Air India, under the Tata ownership, is now clear that it wants to approach the domestic market with a low-cost product so the domestic network is expected to undergo an overhaul whereby, the Tata Group is planning to streamline operations among umbrella airlines such as AirAsia India, Air India Express, Vistara and Air India. This will enable focus of full-service carriers such as Vistara and Air India on international and metro routes while a low-cost product will be presented for majority of domestic flights.

"Domestically, it's quite clear that the market is most appropriate for low cost, which is why we have Air India Express... that will form the bulk of our domestic fly as well as some short haul international. It will be a low cost operation...low cost doesn't mean no service, it means service in a slightly different way," Air India Managing Director Campbell Wilson told Mint last month.

This filters the domestic competition to IndiGo, Air India Express, SpiceJet, and Akasa Air. IndiGo has been sitting comfortably on the domestic throne since 2012 and currently has a 63.4% market share, 330 aircraft and more than 950 aircraft on order. On the other hand, SpiceJet continues to face financial issues with a shrinking size as nearly 40% of its fleet is grounded, leaving the airline with a 4.4% domestic share as compared to over 15% pre-covid.


Air India Express and Akasa Air, both with hues of colour orange, are backed by strong promoter groups with the Tata Group supporting the former and Rare Enterprises of late billionaire investor Rakesh Jhunjhunwala with the latter. Akasa Air is also led by a team of industry veterans such as Vinay Dube and former IndiGo President Aditya Ghosh.

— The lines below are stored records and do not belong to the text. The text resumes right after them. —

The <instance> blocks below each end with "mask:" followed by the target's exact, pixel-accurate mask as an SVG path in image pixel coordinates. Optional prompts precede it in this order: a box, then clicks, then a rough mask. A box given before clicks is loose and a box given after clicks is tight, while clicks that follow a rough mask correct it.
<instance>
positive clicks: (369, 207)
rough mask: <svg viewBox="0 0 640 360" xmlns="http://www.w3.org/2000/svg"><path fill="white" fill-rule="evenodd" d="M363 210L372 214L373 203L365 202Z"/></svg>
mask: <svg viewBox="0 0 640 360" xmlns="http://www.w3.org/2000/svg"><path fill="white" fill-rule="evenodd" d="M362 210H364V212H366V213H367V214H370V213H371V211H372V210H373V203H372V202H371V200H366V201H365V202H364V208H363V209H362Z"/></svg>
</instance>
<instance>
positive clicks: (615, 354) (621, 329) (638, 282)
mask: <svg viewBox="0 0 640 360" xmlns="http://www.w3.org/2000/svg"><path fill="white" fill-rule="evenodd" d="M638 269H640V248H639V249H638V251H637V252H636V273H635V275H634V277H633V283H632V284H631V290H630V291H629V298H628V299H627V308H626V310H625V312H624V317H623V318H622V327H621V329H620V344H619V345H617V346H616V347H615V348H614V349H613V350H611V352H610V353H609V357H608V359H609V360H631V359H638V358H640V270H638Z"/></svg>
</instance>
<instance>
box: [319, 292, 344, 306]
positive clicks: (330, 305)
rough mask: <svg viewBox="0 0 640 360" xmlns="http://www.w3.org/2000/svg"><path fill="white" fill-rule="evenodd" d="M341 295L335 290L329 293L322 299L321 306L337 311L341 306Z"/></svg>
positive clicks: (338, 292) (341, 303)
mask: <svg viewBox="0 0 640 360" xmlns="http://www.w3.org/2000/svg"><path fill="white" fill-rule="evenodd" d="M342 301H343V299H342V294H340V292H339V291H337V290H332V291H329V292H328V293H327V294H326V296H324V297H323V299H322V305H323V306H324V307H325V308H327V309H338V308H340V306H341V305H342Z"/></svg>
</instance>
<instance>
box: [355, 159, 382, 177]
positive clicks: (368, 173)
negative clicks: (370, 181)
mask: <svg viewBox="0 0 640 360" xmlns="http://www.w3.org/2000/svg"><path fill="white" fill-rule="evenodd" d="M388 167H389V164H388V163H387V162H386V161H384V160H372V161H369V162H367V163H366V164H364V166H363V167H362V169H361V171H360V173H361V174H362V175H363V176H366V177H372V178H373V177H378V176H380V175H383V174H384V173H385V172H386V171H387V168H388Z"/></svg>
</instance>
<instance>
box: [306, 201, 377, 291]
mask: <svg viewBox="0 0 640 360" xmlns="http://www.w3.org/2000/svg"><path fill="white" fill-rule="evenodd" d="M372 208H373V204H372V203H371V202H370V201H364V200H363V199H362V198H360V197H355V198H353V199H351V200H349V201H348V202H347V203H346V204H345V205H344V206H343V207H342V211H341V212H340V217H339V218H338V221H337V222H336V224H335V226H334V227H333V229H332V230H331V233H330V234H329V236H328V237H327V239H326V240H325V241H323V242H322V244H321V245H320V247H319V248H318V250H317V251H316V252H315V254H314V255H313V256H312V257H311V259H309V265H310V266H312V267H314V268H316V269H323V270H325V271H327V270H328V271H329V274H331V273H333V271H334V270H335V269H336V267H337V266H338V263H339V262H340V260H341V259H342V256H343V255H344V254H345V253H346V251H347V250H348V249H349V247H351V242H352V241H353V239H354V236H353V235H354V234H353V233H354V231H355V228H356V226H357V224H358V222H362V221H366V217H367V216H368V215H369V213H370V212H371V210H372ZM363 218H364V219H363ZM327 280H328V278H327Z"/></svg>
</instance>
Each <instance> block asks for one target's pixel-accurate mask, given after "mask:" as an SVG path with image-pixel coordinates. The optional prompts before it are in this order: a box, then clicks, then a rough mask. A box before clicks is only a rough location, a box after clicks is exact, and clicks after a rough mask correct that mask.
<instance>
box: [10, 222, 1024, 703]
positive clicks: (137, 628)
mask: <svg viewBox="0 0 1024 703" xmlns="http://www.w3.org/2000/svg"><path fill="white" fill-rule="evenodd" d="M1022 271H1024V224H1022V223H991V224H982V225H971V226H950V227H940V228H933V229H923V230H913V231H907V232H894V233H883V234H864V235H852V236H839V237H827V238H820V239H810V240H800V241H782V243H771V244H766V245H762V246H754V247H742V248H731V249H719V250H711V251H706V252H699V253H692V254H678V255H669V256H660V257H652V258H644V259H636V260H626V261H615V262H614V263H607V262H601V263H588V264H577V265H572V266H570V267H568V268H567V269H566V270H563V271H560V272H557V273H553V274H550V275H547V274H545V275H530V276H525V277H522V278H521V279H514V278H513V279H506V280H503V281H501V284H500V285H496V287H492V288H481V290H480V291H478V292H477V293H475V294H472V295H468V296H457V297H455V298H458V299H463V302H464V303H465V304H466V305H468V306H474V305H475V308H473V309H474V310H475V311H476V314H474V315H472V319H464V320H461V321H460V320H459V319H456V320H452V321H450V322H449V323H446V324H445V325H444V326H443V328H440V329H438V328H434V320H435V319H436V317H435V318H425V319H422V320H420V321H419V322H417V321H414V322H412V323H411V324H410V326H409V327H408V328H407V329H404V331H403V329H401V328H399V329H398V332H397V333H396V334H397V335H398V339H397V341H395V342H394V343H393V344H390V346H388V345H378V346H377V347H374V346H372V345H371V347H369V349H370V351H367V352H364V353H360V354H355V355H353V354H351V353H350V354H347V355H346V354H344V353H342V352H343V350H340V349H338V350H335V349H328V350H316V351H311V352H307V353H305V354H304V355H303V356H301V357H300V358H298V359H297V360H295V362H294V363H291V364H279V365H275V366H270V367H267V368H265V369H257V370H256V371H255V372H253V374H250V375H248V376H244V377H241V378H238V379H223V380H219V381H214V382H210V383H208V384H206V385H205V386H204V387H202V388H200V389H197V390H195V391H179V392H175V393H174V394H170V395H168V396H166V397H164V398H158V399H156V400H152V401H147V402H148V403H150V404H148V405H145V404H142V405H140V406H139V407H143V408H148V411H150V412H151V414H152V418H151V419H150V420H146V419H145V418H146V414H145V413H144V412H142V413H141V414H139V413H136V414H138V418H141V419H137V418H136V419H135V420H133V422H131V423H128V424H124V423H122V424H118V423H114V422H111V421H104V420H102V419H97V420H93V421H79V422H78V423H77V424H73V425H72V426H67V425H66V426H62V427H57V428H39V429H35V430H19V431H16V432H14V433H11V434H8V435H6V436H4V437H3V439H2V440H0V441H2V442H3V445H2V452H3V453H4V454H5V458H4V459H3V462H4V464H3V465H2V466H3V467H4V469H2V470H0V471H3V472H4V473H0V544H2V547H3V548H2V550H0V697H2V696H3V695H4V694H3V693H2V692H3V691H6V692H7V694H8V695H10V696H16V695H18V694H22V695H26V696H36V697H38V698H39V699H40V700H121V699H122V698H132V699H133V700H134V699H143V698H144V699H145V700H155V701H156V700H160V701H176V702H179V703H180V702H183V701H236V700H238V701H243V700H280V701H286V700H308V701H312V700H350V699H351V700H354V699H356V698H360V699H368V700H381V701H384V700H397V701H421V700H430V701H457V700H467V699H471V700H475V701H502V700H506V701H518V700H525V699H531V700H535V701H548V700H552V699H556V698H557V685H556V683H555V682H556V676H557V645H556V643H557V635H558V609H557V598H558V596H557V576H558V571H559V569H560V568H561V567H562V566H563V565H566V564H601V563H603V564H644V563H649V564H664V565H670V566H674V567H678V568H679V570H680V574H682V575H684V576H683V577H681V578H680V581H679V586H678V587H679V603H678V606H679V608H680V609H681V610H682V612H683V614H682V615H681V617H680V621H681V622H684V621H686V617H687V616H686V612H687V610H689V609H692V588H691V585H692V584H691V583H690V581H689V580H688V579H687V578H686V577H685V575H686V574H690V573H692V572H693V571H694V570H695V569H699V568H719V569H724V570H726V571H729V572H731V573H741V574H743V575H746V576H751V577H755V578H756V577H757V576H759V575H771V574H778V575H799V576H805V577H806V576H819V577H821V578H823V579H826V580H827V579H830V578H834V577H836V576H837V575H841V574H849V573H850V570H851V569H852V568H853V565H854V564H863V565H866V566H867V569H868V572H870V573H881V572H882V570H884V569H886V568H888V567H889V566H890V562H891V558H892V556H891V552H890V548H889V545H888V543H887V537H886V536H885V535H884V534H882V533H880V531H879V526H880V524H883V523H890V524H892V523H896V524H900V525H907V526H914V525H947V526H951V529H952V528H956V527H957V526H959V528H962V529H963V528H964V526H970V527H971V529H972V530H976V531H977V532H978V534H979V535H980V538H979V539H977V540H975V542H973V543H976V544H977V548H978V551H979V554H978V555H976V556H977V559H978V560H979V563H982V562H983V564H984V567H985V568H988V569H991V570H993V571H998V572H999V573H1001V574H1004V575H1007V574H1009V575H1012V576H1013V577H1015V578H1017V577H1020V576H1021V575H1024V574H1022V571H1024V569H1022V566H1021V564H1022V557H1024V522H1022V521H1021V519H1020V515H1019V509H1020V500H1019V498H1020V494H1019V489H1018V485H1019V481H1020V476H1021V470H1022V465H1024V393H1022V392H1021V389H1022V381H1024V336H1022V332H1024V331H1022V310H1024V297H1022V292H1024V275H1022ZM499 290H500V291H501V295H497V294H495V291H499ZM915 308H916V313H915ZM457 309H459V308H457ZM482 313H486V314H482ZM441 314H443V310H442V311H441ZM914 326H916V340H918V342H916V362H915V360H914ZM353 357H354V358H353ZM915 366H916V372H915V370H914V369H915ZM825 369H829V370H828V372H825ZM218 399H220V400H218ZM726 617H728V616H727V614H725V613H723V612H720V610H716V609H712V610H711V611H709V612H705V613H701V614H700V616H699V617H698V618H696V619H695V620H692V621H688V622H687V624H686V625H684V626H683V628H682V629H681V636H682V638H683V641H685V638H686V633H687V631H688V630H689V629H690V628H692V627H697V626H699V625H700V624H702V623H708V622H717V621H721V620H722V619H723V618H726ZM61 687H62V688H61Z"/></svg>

The merged entity of Air India Express and AirAsia India currently has 58 aircraft in its fleet and operates to 30 domestic and 14 international airports. Akasa Air connects 16 domestic destinations with a fleet of 20 aircraft and has plans to commence international flights by December.

Air India Express has set a target to achieve a fleet of 170 aircraft in five years. Akasa is expected to place a three-digit-order by December. If one assumes the number to be the lowest three-digit figure of 100, then this will take the orderbook of Akasa to at least 176 aircraft.

The latest data from DGCA for July shows that the merged entity of Air India Express and AirAsia India carried 901,471 domestic passengers while Akasa carried 624,086 flyers in the month.


Industry insiders are looking out for two key aspects in the race between Air India Express and Akasa, one is about the capacity expansion ability and the other is about the human resource. While Akasa and Air India Express have a long-term outlook of at least 170 aircraft, Air India Express will induct 50 of these by December 2024 or one aircraft every seven days. For Akasa, the rate of induction so far has been around one aircraft every 20 days on an average.

As both airlines operate Boeing 737 narrow-body aircraft, attracting and retaining pilot talent, especially captains, will be crucial as one airline expands while the other builds. Out of more than 650 aircraft across scheduled commercial passenger airlines in the country, only over 80 aircraft or nearly 13% of the Indian fleet are from the Boeing 737 narrow-body category, an aircraft operated by Akasa, Air India Express and SpiceJet.